Editor’s note: Volcán Villarrica erupted in the early morning of the day this story posted. The volcano’s last major eruption was in 1985, according to Chile’s Ministry of Mining, with a few smaller ones since then.
A last-minute detour became the ultimate challenge.
It started almost three years ago in Mendoza, Argentina, when I took the quick bus ride south to the town of Maipú to rent a bicycle and do a wine tasting tour.
I met these American students on the bus, and they invited me to have some drinks that night. While we were out, they convinced me to go to Chile.
They were studying there, in Valparaíso, and they told me how beautiful it is, how I should go to Santiago and then take the one-hour bus ride to their city.
Two days later I took the scenic ride from Mendoza to Santiago.
I went to Valparaíso, including a stop in Viña del Mar as well, but I never saw them. It just didn’t work out that way.
I ended up climbing an active volcano instead.
At my hostel in Santiago, I met Monique, a Brazilian girl who told me about Pucón, a lakeside town about four hours south of the capital. She said she was going there to climb a volcano, Volcán Villarrica (2,860m or 9,380ft).

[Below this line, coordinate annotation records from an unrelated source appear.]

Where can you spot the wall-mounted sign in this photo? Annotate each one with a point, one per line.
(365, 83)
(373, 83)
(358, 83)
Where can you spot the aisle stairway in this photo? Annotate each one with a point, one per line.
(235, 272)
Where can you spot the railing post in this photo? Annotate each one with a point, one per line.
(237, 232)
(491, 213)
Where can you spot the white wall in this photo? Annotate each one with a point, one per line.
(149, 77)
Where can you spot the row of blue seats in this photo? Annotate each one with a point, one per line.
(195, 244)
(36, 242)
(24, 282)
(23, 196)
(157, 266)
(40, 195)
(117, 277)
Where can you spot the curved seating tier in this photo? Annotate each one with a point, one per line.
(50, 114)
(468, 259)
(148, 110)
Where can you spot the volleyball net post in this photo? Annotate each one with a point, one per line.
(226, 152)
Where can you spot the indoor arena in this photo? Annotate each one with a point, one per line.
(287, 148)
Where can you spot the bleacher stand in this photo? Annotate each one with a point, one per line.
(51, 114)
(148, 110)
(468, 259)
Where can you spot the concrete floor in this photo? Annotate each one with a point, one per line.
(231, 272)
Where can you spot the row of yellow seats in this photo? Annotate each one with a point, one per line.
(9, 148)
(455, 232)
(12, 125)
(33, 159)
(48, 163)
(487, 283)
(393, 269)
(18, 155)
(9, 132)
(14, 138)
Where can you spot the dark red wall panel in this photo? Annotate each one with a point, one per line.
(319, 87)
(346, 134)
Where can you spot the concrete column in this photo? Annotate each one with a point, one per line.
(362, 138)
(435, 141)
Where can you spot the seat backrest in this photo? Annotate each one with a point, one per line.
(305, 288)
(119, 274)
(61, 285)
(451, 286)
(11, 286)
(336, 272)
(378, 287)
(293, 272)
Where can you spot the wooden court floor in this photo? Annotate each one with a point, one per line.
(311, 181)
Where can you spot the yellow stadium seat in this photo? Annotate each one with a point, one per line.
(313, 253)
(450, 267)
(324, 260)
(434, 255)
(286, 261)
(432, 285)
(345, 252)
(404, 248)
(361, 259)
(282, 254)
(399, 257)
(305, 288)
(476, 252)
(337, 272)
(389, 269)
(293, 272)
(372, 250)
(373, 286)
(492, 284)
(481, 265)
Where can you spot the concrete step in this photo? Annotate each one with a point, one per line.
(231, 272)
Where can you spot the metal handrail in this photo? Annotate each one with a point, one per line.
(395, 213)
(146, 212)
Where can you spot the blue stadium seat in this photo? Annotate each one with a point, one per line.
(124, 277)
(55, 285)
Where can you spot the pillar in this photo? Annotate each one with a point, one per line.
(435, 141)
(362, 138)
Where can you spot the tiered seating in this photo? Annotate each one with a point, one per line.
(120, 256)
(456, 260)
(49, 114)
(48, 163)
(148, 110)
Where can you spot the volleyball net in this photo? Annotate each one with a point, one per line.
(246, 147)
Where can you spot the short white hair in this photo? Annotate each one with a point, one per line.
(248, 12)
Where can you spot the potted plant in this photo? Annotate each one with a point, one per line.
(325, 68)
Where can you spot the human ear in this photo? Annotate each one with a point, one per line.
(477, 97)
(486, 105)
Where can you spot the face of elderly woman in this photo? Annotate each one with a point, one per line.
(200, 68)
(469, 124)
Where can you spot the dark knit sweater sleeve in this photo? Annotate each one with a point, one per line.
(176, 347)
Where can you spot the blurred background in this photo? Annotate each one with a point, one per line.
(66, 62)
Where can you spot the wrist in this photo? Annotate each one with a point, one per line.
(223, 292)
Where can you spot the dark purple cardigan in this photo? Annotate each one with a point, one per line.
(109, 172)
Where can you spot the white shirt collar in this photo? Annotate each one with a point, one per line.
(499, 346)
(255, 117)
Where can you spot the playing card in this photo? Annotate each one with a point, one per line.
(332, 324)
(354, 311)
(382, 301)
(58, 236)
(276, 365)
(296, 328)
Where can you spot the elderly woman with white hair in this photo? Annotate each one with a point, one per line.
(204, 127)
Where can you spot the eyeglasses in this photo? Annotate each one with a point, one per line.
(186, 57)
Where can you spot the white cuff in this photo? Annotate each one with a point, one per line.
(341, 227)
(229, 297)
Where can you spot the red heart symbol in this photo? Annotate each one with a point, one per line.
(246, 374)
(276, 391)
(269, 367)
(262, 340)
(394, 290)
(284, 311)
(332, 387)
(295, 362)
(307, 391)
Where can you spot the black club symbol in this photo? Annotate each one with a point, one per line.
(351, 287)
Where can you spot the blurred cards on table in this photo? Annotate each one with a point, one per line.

My eyes lit up. I want to climb an effing volcano!
Off we went to Pucón, our mission ahead of us, a challenge we both underestimated.

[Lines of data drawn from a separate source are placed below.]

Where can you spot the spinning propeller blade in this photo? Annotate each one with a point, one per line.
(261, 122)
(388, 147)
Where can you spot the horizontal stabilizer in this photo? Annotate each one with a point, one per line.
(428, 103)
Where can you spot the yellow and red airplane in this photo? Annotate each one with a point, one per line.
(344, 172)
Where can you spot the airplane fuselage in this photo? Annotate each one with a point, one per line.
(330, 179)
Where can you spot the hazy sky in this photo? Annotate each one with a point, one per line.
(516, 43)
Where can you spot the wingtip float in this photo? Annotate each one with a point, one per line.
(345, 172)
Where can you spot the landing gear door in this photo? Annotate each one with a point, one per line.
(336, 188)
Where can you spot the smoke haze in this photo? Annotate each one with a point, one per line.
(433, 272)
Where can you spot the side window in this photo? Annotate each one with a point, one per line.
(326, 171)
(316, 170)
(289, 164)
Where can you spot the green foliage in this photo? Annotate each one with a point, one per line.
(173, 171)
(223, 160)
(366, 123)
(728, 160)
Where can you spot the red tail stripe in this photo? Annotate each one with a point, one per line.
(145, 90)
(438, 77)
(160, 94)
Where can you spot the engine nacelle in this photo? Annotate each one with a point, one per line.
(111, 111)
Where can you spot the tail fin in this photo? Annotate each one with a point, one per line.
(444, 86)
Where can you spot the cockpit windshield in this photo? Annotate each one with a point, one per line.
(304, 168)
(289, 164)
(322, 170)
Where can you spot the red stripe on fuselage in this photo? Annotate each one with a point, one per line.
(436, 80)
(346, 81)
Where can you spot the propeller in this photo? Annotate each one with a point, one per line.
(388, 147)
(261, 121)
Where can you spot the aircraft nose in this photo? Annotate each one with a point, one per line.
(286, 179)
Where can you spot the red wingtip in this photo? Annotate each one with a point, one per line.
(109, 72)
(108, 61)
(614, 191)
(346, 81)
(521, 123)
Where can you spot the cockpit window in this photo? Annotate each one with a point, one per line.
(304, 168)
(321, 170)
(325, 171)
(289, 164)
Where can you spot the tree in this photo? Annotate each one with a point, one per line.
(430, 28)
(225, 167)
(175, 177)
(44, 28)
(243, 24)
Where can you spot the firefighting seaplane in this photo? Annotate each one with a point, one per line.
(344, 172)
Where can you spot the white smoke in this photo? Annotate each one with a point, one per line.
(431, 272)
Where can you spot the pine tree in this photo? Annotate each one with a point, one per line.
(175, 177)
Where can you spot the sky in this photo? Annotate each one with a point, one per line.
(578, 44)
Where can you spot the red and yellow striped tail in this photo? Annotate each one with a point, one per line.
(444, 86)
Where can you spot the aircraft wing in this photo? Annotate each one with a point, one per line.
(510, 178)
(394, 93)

We went to the tour agency upon arrival, one of the many in town, although the name escapes me. I just know we paid a lot for the excursion. I don’t remember exactly how much but a Google search showed me that today the trip costs 45,000 Chilean pesos (about $72 by today’s exchange rates).
We had to wake up early the next morning, around 5 or so, and the van was at the hostel to pick us up at 6 sharp.

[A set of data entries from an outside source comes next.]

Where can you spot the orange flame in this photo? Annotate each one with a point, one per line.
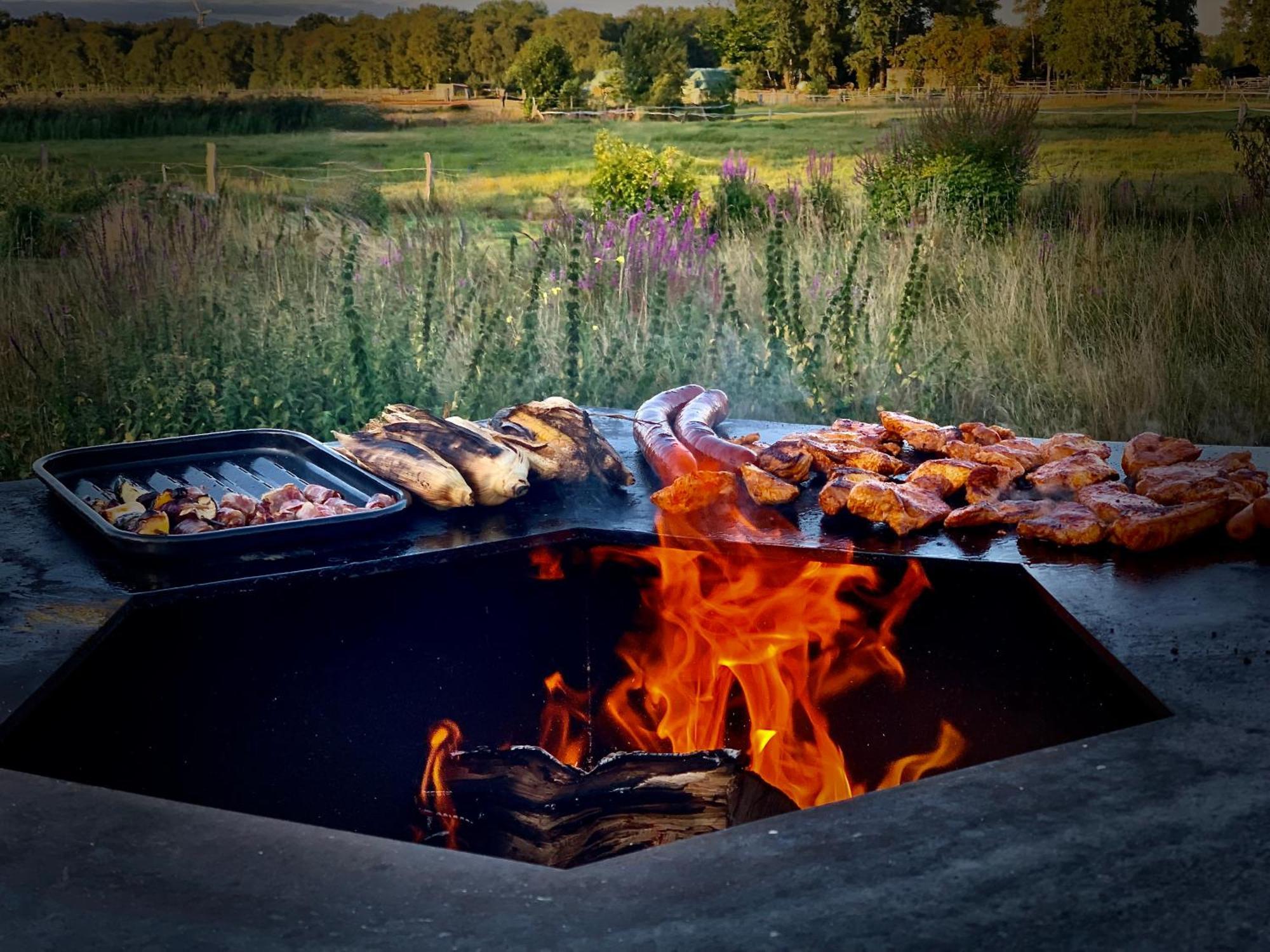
(566, 722)
(775, 637)
(547, 564)
(444, 739)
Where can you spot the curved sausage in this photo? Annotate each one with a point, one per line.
(656, 439)
(695, 427)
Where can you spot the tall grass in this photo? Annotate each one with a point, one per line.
(175, 315)
(43, 121)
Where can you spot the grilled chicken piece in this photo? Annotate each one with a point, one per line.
(1066, 525)
(1146, 532)
(562, 442)
(1111, 501)
(695, 492)
(788, 460)
(766, 489)
(276, 499)
(869, 435)
(1150, 450)
(989, 483)
(902, 507)
(982, 435)
(1005, 512)
(1064, 445)
(316, 493)
(838, 488)
(1231, 477)
(1019, 456)
(416, 469)
(956, 472)
(1071, 473)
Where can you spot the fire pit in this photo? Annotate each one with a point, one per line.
(321, 703)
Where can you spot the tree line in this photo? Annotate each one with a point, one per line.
(646, 54)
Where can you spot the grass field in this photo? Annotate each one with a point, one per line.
(509, 171)
(1130, 296)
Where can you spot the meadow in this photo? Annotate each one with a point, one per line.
(1127, 298)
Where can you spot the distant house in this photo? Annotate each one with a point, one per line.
(709, 84)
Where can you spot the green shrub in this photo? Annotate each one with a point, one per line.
(967, 159)
(629, 176)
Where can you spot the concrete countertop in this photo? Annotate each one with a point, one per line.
(1150, 837)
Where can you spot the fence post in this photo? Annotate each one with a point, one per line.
(211, 169)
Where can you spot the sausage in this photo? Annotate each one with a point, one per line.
(695, 427)
(656, 439)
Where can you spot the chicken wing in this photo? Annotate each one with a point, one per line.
(956, 472)
(1111, 501)
(982, 435)
(766, 489)
(1066, 525)
(1064, 445)
(838, 488)
(1146, 532)
(902, 507)
(989, 482)
(1150, 450)
(1008, 512)
(787, 460)
(1071, 473)
(1231, 477)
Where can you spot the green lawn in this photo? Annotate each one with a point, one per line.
(507, 171)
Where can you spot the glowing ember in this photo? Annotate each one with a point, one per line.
(739, 647)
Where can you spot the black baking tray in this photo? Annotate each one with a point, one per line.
(243, 461)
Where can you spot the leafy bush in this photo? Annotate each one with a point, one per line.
(968, 158)
(1205, 77)
(740, 201)
(632, 177)
(1252, 142)
(542, 69)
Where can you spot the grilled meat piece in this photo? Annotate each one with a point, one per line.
(787, 459)
(1005, 512)
(561, 442)
(1066, 525)
(316, 493)
(695, 492)
(1064, 445)
(869, 435)
(416, 469)
(956, 472)
(982, 435)
(1111, 501)
(1071, 473)
(1146, 532)
(989, 483)
(1017, 455)
(1149, 450)
(838, 488)
(1230, 477)
(902, 507)
(766, 489)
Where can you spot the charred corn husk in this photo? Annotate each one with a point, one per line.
(496, 473)
(561, 442)
(413, 468)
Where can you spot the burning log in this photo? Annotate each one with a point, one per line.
(524, 804)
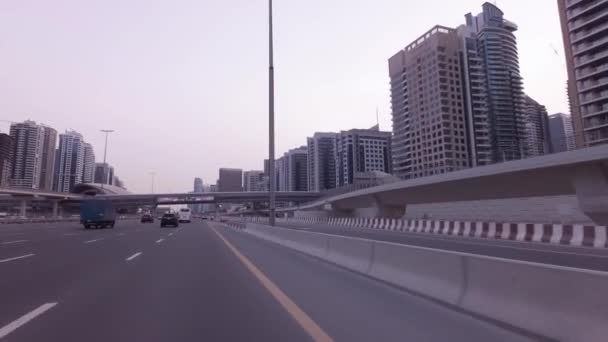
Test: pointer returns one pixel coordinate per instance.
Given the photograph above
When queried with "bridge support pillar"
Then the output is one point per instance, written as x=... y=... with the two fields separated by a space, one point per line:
x=23 y=208
x=591 y=186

We headed to the tour agency office where we all got fitted for our winter wear and gear. It was already early June. There was snow up there, ice even, and there was no guarantee more would not fall from the skies as we made the climb.
I didn’t know, until we arrived at the base of the volcano, that it was active.
I was a little nervous as we made the first part of the climb when I saw the remnants of a ski resort, most of it burned by lava. Great, I thought. Villarrica might murder me.
I thought about quitting the climb, but I couldn’t do it. I had to continue, had to find out if I could make it, if I still had enough endurance, at almost 33 years old, to make it to the summit. It would be almost like a dream come true to turn back the clock like that because no matter how athletic we are, eventually, time always wins.
There were 25 of us in our group, 27 counting the guides. We trekked uphill for about two hours then took a break, a chance to recharge because the climb was about to get a lot tougher. There would be no more dirt. Under our feet would be only snow from here on out.
The guides said we had about four hours to go.
I was already a little tired, some of the other climbers even more so, and I started to believe that we wouldn’t all reach the top of the mountain.
We trudged through the slushy snow another hour, and some people began to give up. I started to think about it, to wonder how much longer I could do this. I felt like I was standing on a giant Slurpee, slipping here and there, like Happy Gilmore on ice skates.
I refused to quit. As my friend Pedro always tells me, “You’re living the dream.”
Another hour passed; more people left the group, including Monique. We were down to about a dozen, and I was down to the last of my energy.
We must have been at 8,000 feet or so by then. The air was starting to get thinner, and the snow was getting icier.
The conditions got so much worse that by the time another hour passed, the group was down to four…
A Swedish couple.
The incline was so steep by now; we could not climb in a straight line. We had to zig-zag, and even that was hard. By this time, I had forgotten that the volcano was active.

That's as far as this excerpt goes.